Having good manners includes responding to the rudeness of others. It is difficult when one is naturally reserved or dislikes conflict, but a few well spoken responses can completely dispel the tension arising from the inconsideration of another person. Some people might not feel that it is their place to be proactive when someone does something that offends them. They may prefer to ignore it, either from not wanting to make a scene or just feeling like it is none of their business how someone else acts. But the truth is, everyone’s actions affect the people around them, and if someone addresses a woman directly and makes her uncomfortable, I believe it is in her own best interest to respond in the best manner she can. This will make her feel better about herself–nothing wrong with that–and set the boundaries to others for how she wishes to be treated. Of course, when in doubt that she will have something to say that betters the situation instead of worsening it, it is best to remain silent. Based on my personal experience and that of others I know of, I have formulated various responses one could use in awkward situations that seem to pertain to my ideals of formality, respect, and gentility.
Consider this potential situation: Some people, such as a man and wife, parent and children, etc., are talking with each other, and a nearby person overhears part of it and interrupts to respond, even though he has no part in the conversation. I have observed this happening in checkout lines, on elevators, at restaurants, in retail shops, at the park, and at churches. The person interrupting may be an acquaintance but is usually a complete stranger, and his opinion generally reflects what he thinks the conversation is about based on the snippet he heard. Everything from marital and parenting advice to ordering and purchasing choices are dispensed by people who have no regard for the sanctity of a private conversation.
I have found myself in this situation repeatedly over the last year, such as when I would be instructing my children or speaking with my husband. Around the holidays, my family was breakfasting in a hotel dining room and I was trying to decide whether or not to put my youngest child in a high chair. I looked around and did not see one, so I approached my husband at the buffet and asked, “Did you see a high chair anywhere?” As we always do, we were planning to briefly discuss the merits of either finding a high chair or holding the baby. I suppose the conversation could have gone either way but I let another person derail my composure. My husband replied, “No–” but before we got any further, a nearby hotel employee said “Yes!” and walked up to us. “Yes, we do have highchairs, and I will bring you one right now!” Having intended to discuss my next move with my husband, I was so flustered that somebody who was clearly eavesdropping decided to “stick their oar in,” as they say on Anne of Green Gables, that I was speechless. The man walked away, and I began muttering to my husband about how I was upset that someone else had jumped into our conversation and how I would have preferred the opportunity to approach the man myself and ask for a highchair if that had been our decision. I think he heard me because he approached our table timidly later with the high chair and asked me if I wanted it. What I wanted was to be able to have a conversation without being interrupted and make my own decisions regarding my family instead of having them made for me by someone who does not have the same perspective, position, or privilege as I do.

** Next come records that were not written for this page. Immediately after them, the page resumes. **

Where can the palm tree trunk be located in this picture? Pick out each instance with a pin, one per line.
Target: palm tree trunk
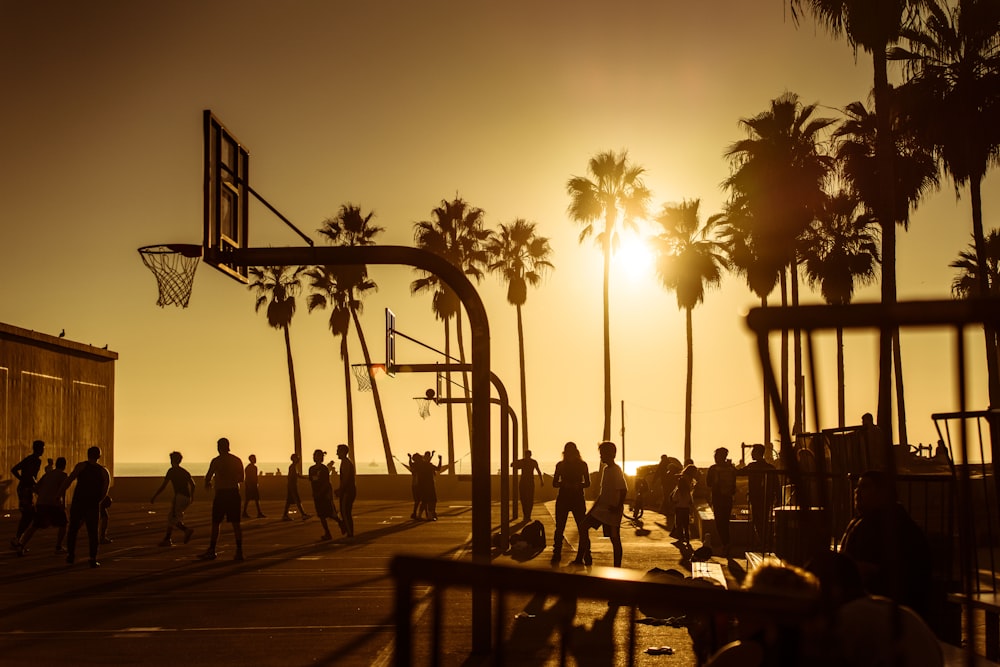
(900, 402)
(524, 381)
(390, 464)
(447, 393)
(296, 426)
(886, 215)
(606, 432)
(689, 384)
(349, 396)
(841, 409)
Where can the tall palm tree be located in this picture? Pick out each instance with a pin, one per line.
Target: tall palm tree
(689, 258)
(778, 175)
(874, 25)
(610, 200)
(329, 288)
(953, 59)
(521, 258)
(915, 172)
(839, 251)
(350, 227)
(457, 233)
(277, 287)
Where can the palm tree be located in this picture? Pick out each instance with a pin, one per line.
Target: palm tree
(350, 227)
(838, 252)
(777, 179)
(610, 200)
(277, 287)
(521, 258)
(331, 289)
(873, 25)
(953, 59)
(914, 173)
(688, 259)
(455, 232)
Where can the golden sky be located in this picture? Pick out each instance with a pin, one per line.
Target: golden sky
(395, 106)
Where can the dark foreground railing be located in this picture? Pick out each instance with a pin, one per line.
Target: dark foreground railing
(622, 588)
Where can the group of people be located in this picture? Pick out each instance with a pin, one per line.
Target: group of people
(41, 500)
(89, 506)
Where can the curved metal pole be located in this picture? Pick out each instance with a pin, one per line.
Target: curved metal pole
(480, 328)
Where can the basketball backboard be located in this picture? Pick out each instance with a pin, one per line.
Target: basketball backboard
(227, 197)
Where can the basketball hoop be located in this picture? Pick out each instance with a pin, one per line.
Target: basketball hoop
(424, 403)
(365, 373)
(174, 265)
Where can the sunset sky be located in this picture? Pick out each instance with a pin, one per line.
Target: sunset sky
(395, 106)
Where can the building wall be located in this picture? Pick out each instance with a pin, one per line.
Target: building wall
(55, 390)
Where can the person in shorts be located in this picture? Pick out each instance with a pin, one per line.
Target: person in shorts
(227, 471)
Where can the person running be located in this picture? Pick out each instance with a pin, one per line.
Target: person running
(293, 498)
(92, 484)
(610, 504)
(571, 477)
(50, 509)
(183, 486)
(26, 473)
(227, 471)
(319, 477)
(252, 487)
(348, 491)
(527, 467)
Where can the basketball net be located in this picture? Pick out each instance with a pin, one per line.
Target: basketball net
(174, 265)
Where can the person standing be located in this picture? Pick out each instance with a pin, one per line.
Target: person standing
(51, 507)
(319, 478)
(348, 490)
(26, 473)
(293, 498)
(92, 484)
(721, 482)
(180, 479)
(610, 504)
(227, 471)
(571, 477)
(251, 484)
(527, 467)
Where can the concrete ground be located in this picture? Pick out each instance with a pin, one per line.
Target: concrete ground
(295, 600)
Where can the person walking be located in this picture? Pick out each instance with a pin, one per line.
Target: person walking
(527, 467)
(26, 474)
(183, 485)
(348, 490)
(721, 480)
(50, 510)
(92, 484)
(610, 504)
(292, 497)
(571, 477)
(251, 487)
(227, 471)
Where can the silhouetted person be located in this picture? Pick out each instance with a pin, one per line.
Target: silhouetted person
(227, 471)
(348, 490)
(610, 504)
(763, 487)
(721, 480)
(26, 473)
(183, 485)
(292, 497)
(571, 477)
(527, 467)
(50, 510)
(888, 547)
(92, 483)
(251, 487)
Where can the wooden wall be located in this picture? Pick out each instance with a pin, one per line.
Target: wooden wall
(56, 390)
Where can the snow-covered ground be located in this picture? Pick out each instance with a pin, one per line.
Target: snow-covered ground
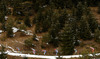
(12, 52)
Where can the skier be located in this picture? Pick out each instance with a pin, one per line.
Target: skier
(33, 51)
(44, 51)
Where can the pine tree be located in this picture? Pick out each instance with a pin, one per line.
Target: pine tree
(92, 23)
(85, 32)
(79, 11)
(27, 21)
(67, 45)
(3, 55)
(97, 35)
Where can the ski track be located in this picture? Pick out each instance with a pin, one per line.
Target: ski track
(14, 53)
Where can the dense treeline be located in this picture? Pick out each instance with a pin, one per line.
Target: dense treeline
(66, 22)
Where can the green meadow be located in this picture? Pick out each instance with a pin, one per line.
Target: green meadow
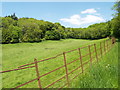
(100, 75)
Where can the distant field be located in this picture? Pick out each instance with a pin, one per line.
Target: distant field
(18, 54)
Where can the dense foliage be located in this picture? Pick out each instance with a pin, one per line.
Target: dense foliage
(15, 30)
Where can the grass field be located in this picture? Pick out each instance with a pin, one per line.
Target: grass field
(18, 54)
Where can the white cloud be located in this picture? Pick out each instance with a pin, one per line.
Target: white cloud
(78, 20)
(92, 10)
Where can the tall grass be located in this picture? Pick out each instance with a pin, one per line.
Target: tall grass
(101, 75)
(15, 55)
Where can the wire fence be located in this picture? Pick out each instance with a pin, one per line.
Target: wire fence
(65, 69)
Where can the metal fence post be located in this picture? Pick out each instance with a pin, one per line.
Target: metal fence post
(80, 59)
(37, 73)
(66, 69)
(96, 52)
(90, 55)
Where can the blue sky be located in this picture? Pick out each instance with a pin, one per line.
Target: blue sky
(69, 14)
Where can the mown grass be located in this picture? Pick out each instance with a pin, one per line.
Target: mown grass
(101, 75)
(15, 55)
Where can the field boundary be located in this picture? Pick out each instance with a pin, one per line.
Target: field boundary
(105, 46)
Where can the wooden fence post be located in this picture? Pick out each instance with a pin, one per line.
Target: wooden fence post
(101, 48)
(66, 69)
(90, 55)
(104, 47)
(96, 52)
(80, 59)
(37, 73)
(107, 45)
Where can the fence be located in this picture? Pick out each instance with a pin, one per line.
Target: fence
(83, 61)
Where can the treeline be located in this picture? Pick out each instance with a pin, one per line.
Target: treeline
(15, 30)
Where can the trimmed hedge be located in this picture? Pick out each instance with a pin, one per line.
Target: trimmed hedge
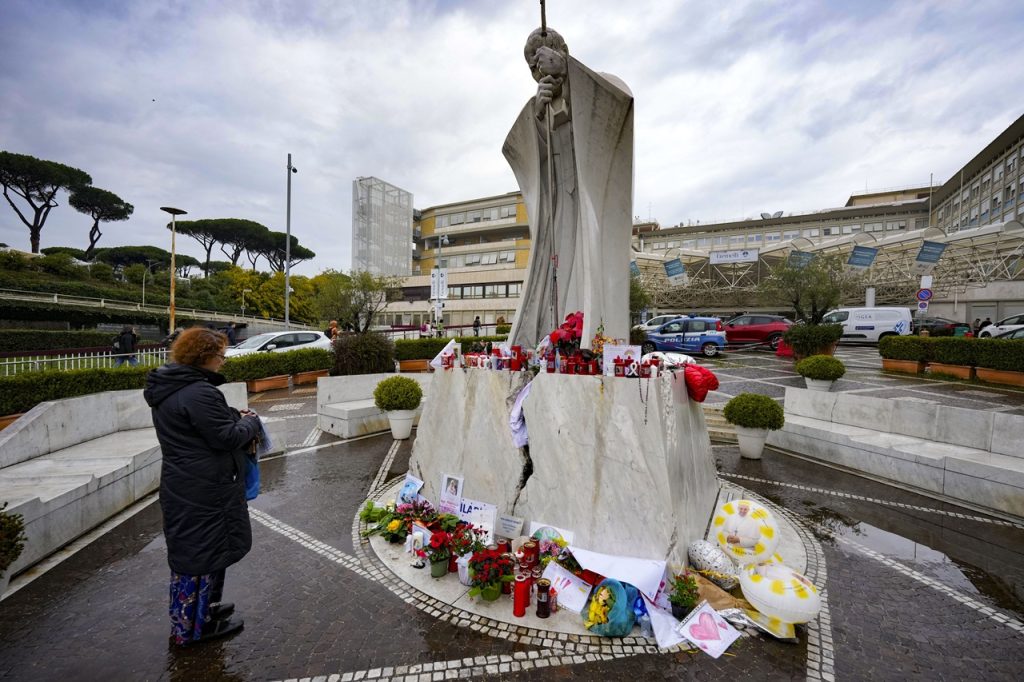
(821, 368)
(363, 353)
(14, 340)
(954, 350)
(256, 366)
(22, 392)
(811, 339)
(912, 348)
(1007, 354)
(754, 411)
(428, 348)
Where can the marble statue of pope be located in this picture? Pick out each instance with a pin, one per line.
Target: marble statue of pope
(579, 195)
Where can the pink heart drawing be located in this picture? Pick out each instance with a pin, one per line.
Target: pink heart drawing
(706, 628)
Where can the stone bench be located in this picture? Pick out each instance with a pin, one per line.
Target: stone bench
(68, 466)
(967, 456)
(345, 405)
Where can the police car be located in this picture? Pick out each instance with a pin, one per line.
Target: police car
(689, 334)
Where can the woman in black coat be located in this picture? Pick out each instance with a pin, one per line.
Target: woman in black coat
(202, 484)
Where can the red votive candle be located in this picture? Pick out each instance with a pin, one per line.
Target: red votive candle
(520, 596)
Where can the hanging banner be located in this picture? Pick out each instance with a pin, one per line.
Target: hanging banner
(861, 257)
(928, 256)
(800, 259)
(676, 271)
(736, 256)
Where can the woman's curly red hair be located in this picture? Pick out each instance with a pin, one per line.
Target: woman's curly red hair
(197, 345)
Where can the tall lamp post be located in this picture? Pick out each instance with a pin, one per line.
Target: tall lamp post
(288, 241)
(244, 292)
(174, 214)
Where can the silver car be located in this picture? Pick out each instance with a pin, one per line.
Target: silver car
(280, 342)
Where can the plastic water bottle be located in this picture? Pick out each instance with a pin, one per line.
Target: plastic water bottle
(645, 628)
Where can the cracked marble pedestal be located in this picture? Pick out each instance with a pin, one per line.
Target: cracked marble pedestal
(625, 464)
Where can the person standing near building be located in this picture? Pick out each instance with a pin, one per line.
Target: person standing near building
(202, 483)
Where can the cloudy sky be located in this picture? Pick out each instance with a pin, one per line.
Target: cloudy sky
(741, 107)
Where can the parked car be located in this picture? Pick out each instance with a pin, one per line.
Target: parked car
(655, 322)
(939, 326)
(702, 335)
(757, 328)
(280, 342)
(1007, 325)
(1014, 334)
(870, 324)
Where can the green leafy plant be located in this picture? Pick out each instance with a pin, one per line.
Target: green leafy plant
(685, 591)
(1006, 354)
(397, 393)
(812, 339)
(755, 412)
(821, 368)
(912, 348)
(24, 391)
(954, 350)
(363, 353)
(12, 538)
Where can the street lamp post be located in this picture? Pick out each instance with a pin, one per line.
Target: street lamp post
(288, 241)
(174, 214)
(244, 291)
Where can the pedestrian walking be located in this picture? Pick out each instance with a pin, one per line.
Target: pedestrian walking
(203, 482)
(125, 346)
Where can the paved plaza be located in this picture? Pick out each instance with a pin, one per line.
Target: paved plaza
(912, 588)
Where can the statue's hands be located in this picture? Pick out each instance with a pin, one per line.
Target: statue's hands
(547, 89)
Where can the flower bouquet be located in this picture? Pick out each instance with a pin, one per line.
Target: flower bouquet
(488, 568)
(437, 552)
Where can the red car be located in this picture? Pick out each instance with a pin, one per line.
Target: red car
(756, 328)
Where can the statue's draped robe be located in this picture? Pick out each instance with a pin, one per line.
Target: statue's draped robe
(593, 206)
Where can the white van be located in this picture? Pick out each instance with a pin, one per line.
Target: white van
(870, 324)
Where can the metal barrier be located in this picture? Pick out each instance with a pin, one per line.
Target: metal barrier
(144, 357)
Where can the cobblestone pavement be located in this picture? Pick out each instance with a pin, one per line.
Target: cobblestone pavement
(914, 589)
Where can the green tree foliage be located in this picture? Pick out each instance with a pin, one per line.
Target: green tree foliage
(101, 206)
(71, 251)
(36, 182)
(813, 289)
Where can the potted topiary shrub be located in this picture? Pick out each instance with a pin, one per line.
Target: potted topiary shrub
(685, 594)
(11, 543)
(820, 372)
(754, 416)
(399, 397)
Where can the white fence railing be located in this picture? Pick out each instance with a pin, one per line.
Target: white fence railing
(84, 360)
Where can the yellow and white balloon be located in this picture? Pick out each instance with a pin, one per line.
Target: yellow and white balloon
(745, 530)
(779, 592)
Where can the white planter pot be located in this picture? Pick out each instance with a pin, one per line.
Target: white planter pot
(401, 423)
(752, 441)
(463, 563)
(818, 384)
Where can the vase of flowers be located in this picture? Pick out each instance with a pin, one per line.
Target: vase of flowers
(437, 552)
(684, 596)
(488, 568)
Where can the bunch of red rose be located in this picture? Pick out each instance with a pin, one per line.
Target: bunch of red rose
(439, 547)
(489, 567)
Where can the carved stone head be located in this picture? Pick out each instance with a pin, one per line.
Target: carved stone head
(546, 54)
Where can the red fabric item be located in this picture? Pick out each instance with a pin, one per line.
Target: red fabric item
(699, 380)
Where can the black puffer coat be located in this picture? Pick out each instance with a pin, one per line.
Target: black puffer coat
(202, 482)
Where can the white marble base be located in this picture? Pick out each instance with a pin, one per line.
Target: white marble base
(625, 464)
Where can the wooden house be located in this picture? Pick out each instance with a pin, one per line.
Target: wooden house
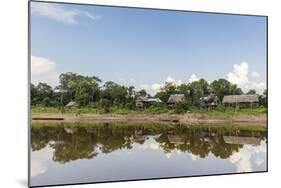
(242, 140)
(210, 102)
(144, 102)
(176, 98)
(72, 104)
(241, 101)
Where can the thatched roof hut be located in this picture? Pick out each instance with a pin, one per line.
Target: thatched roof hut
(177, 140)
(241, 140)
(240, 98)
(244, 101)
(154, 100)
(173, 99)
(72, 104)
(141, 102)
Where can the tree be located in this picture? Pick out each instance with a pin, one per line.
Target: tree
(263, 99)
(223, 87)
(251, 92)
(82, 89)
(142, 93)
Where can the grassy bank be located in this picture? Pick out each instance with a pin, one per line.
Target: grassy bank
(152, 110)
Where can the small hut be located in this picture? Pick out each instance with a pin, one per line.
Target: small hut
(241, 101)
(141, 102)
(72, 104)
(154, 101)
(176, 98)
(177, 140)
(242, 140)
(210, 102)
(144, 102)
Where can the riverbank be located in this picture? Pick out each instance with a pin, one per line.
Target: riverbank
(187, 118)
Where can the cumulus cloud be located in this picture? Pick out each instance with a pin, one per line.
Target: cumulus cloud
(173, 81)
(59, 13)
(239, 75)
(255, 74)
(242, 161)
(43, 70)
(37, 168)
(258, 86)
(193, 78)
(156, 87)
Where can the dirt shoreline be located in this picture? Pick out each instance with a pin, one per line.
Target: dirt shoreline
(188, 118)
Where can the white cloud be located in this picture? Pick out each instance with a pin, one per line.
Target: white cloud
(193, 78)
(43, 70)
(242, 161)
(156, 87)
(255, 74)
(37, 168)
(59, 13)
(258, 86)
(169, 79)
(239, 75)
(259, 162)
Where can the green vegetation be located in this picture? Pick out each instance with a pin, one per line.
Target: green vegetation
(92, 96)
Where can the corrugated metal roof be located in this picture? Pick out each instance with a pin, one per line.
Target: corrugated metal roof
(154, 100)
(176, 98)
(240, 98)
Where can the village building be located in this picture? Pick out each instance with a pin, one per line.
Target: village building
(176, 140)
(242, 140)
(72, 104)
(144, 102)
(210, 102)
(176, 98)
(241, 101)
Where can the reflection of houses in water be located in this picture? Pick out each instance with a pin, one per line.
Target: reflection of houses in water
(70, 130)
(177, 140)
(242, 140)
(139, 137)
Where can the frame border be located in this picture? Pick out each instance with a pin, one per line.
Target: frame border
(143, 8)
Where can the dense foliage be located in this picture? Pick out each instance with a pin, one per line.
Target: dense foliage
(89, 91)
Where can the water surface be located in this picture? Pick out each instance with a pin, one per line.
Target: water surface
(80, 153)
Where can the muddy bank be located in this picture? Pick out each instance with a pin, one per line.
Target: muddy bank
(188, 118)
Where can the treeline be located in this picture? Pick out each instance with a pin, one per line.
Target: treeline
(88, 90)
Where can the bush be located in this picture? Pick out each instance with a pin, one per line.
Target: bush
(182, 107)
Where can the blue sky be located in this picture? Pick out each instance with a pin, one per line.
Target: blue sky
(145, 48)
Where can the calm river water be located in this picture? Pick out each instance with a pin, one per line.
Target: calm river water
(81, 153)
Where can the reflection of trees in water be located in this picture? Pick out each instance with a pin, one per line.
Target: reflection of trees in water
(87, 141)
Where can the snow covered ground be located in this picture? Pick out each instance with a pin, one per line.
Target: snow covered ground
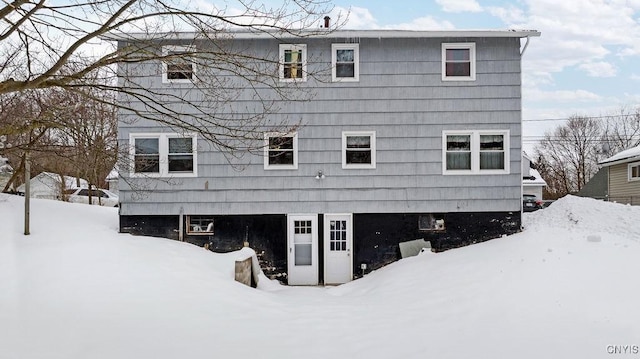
(566, 287)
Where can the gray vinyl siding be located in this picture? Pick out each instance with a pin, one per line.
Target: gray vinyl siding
(400, 96)
(619, 184)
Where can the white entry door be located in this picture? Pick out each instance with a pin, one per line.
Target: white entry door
(302, 240)
(338, 246)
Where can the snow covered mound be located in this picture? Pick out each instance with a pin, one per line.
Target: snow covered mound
(589, 215)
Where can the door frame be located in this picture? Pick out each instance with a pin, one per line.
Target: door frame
(311, 275)
(326, 242)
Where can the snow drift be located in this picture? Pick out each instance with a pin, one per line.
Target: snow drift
(564, 287)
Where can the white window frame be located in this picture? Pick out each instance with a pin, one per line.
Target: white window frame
(372, 136)
(165, 71)
(356, 62)
(204, 231)
(472, 58)
(630, 171)
(163, 149)
(475, 152)
(292, 47)
(267, 165)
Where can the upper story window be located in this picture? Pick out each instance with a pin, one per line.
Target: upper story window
(475, 152)
(281, 151)
(293, 62)
(177, 66)
(458, 62)
(359, 149)
(163, 154)
(634, 171)
(345, 60)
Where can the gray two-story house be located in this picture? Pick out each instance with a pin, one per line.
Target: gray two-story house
(407, 135)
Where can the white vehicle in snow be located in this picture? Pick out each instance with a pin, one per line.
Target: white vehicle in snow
(101, 197)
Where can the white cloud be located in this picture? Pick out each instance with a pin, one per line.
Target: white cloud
(582, 33)
(508, 15)
(357, 18)
(599, 69)
(424, 23)
(567, 96)
(459, 5)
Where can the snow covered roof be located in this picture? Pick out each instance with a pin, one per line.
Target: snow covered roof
(69, 182)
(113, 175)
(625, 156)
(537, 181)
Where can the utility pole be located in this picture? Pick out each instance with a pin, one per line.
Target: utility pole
(27, 190)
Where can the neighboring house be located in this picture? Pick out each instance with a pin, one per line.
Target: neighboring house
(49, 185)
(598, 185)
(532, 182)
(624, 176)
(415, 134)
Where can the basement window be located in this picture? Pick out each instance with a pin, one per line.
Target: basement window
(431, 222)
(634, 171)
(200, 225)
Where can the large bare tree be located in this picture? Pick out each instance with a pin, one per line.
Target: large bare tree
(47, 44)
(568, 156)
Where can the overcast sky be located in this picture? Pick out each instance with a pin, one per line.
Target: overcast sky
(585, 62)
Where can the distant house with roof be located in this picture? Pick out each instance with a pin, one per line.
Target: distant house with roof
(532, 181)
(598, 185)
(48, 185)
(624, 176)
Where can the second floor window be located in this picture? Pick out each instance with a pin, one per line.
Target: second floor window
(476, 152)
(345, 62)
(458, 62)
(293, 62)
(634, 171)
(281, 151)
(359, 149)
(177, 66)
(163, 155)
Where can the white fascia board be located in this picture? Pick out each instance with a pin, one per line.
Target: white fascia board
(322, 34)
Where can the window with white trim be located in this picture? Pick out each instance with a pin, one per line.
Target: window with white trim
(458, 62)
(200, 225)
(177, 66)
(345, 60)
(280, 151)
(634, 171)
(359, 149)
(475, 152)
(293, 62)
(163, 154)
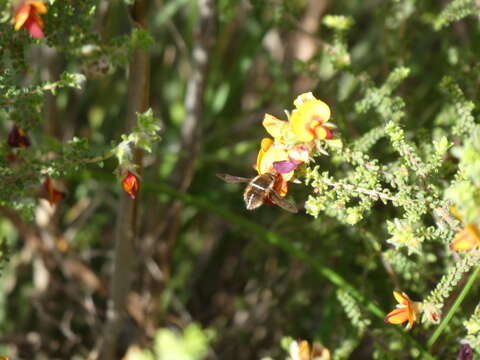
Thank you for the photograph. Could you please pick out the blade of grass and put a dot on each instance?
(466, 289)
(275, 239)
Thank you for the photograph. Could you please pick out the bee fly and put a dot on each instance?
(259, 190)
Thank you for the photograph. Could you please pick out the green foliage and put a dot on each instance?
(454, 11)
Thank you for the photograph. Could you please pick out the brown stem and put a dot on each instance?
(190, 138)
(126, 227)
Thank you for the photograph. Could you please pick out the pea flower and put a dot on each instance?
(280, 130)
(18, 138)
(27, 17)
(309, 120)
(301, 350)
(51, 193)
(466, 239)
(407, 310)
(131, 184)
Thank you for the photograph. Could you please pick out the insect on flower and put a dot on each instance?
(131, 184)
(18, 138)
(301, 350)
(51, 193)
(260, 190)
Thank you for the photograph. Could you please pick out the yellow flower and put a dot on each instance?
(27, 17)
(406, 310)
(269, 154)
(301, 350)
(310, 119)
(467, 239)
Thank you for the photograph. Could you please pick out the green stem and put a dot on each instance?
(283, 243)
(438, 331)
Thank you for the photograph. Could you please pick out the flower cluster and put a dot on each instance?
(301, 350)
(293, 140)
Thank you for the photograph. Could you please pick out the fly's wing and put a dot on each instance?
(233, 179)
(284, 204)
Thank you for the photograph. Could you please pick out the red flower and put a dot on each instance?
(27, 17)
(18, 138)
(52, 195)
(131, 183)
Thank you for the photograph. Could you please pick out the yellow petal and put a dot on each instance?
(39, 6)
(21, 16)
(274, 126)
(466, 239)
(397, 316)
(401, 297)
(300, 127)
(315, 110)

For some time, I have been wanting to write about what to do when someone interrupts a conversation but never felt qualified to since I knew I was not handling it properly. But that day, while I was mentally replaying the incident to discern the root of the problem, I came upon the solution. The reason I become so upset when someone eavesdrops on my conversations and interrupts with his opinion is, quite simply, that I was not talking to him. What I should have done this morning was smile pleasantly and reply, “Thank you, but I am having a conversation with my husband.” That is all. I need not feel obligated to add, “But I will be sure to let you know if I need anything.” Some might think that saying that last part would be a polite way of validating the feelings of the person who tried to help, but it is only condescending and unnecessary. This response could be used in any situation in which one feels that she is being interrupted; the key is to remain calm, pleasant, and not offended.
No discussion of this sort would be complete without addressing the same situation from the opposite viewpoint, that of the helpful blundering employee. I feel sometimes that America is becoming a post-helpful society. With everything from advertising targeted to one’s specific information and interests to lawsuits involving the discernment of people’s feelings and mental intentions, our society is tending towards the pseudo helpful instead of the truly helpful. Instead of holding the door for another person, especially the elderly, a parent with small children, or someone carrying parcels, we feel the need to inform someone how to parent their child, what to do on their vacation, or why they are having marital problems. It is as if people have become less neighborly and more Oprah-y. I do not watch a lot of TV but I have seen enough to conclude that Americans have grown very comfortable with viewing other people’s lives and generating all kinds of out-of-context opinions regarding them. The blogging world is not much better, where countless families have posted so much personal information that one can virtually live vicariously through one’s favorite blogger. I admire the blogs who focus more on intellectual content and less on being a privacy-defying lens to some random person’s life, and I intend to use this blog similarly.
Back to the root of the problem: people everywhere need to cultivate the art of true helpfulness. It is not helpful to jump into the business of everyone around you offering advice, solutions, and one-liners. However, holding the door for someone is a genuine form of helpfulness along with many other ways. There is no formula for true helpfulness, but rather one should cultivate an innate ability to perceive the needs of others and meet them in her own way without intruding on another’s privacy, space, or individualism.